Spolierrrrrrrr hemde çok çok spolierrrrrr
Gül
İlk kitabı (bkz)
okurken aşırı sıkılmıştım ,çünkü tüm
klişeleri yerinde bir YA idi gözümde.İlk kitabın sonunda ucundan acıcık verilen
paranormal bu kitapta tavan yapıyor ama şöyle bir durum var ki yazar bu
paranormalliğin ne olacağına karar verememiş.Hepsinden
azıcık almış.DNA ile gelen hafıza mı, aniden ortaya çıkan büyükanne ve onun
psikolojik durumu mu ve en sonunda ortaya çıkan taşıyıcılık durumu mu ? Yazar
hepsinden azıcık azıcık bahsedip ,ne yapacağına karar verememiş gibi .Yani
üçünücü kitapta sıvaması oldukça muhtemel.
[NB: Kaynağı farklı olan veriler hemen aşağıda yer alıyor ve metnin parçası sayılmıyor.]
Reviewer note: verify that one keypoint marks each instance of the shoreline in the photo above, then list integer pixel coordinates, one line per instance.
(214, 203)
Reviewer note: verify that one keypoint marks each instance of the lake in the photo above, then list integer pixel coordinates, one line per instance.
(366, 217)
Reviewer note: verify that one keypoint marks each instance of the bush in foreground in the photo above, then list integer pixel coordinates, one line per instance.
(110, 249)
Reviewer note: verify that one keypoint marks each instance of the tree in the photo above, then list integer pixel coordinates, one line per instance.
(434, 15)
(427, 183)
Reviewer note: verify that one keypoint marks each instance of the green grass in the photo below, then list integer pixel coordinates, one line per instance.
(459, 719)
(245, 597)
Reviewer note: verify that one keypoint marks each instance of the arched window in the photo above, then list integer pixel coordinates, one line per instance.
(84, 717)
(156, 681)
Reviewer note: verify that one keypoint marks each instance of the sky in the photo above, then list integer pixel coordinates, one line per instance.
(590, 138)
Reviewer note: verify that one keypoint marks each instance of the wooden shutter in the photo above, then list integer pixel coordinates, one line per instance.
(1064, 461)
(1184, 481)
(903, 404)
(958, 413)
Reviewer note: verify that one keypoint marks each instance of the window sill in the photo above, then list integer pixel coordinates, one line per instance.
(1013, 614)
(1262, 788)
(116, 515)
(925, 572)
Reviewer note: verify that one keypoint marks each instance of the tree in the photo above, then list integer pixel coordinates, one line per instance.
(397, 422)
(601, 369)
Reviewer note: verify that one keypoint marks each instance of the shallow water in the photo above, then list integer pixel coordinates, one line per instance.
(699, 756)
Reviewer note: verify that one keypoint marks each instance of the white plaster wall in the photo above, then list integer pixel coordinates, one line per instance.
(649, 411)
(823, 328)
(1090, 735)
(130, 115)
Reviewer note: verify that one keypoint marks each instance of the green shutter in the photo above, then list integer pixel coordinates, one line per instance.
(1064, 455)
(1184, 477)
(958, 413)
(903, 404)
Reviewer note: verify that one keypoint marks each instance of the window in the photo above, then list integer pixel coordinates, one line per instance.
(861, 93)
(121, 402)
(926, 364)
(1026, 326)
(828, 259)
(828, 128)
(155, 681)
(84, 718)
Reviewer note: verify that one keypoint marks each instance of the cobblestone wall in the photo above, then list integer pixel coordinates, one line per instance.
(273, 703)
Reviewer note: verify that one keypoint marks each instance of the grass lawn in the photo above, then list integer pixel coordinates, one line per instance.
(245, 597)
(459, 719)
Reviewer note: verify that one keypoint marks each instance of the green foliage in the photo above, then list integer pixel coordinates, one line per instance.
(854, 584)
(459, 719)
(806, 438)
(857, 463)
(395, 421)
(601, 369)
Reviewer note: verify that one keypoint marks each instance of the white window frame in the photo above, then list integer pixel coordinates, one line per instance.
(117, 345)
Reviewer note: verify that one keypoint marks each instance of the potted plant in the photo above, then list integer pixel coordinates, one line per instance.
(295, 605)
Bir de Mara’nın oğlumuz hakkındaki uzun uzun düşünmeleri ve
aynı konuları temcit pilavı (
birbirlerine olan aşkları) gibi tekrarlamasalar kitap daha akıcı ve sürükleyici
olabilirdi.
Sibel
İlk kitap çoğunlukla YA ağırlıklı (klişe olsa bile güzel
işlenmişti bence) bir hikaye iken yazar ehh sonuçta bu fantastik bir seri
olduğuna göre artık bu tür konuları arttırsam iyi olur deyip 2.kitapta Gül’ün
de dediği gibi bunun ölçüsünü azıcık kaçırmış.Hikayenin giriş kısmı akıcı hah
diyorsunuz nihayet yazar birşeyler yaratmaya başlamış.Ancak sonra Mara ve Noah
arasındaki ilişkiyle alakalı öyle bir kısır döngüne giriyorsunuz ki araya ha
bire katılan paranormal olayları haa tamam şeklinde okuyorsunuz.Yaklaşık son
100-150 sayfaya kadar falan bu böyle devam ediyor.Tam aaaa ama yeter artık diye
bağırdığınız noktada neyse ki bir şeyler olmaya başlıyor da kitabın tamamını
okumayı becerebiliyorsunuz.
Yani kısaca kitabı uzatma derdiyle öpücem,öpmücem kısmını ve
diğer ilişki saçmalıklarını bu kadar abartmasa belki de böylesine
sıkılmayacaktım kitap boyunca. Yazarın tüm sayfalar boyunca ortaya serptiği
paranormal olaylar 3.kitapta doğru düzgün toparlanmazsa (çok azının
sebebini bu kitapta öğrenebildik) seri
kötüler tarafında yerini alacak.İlk kitapta dediğim serinin gidişatı 2.kitaba
bağlı lafını 3.kitap olarak revize ediyor umarım o kitapta Bıçak Sırtında
havada kalmış konular doğru düzgün bir sona bağlanır diyorum.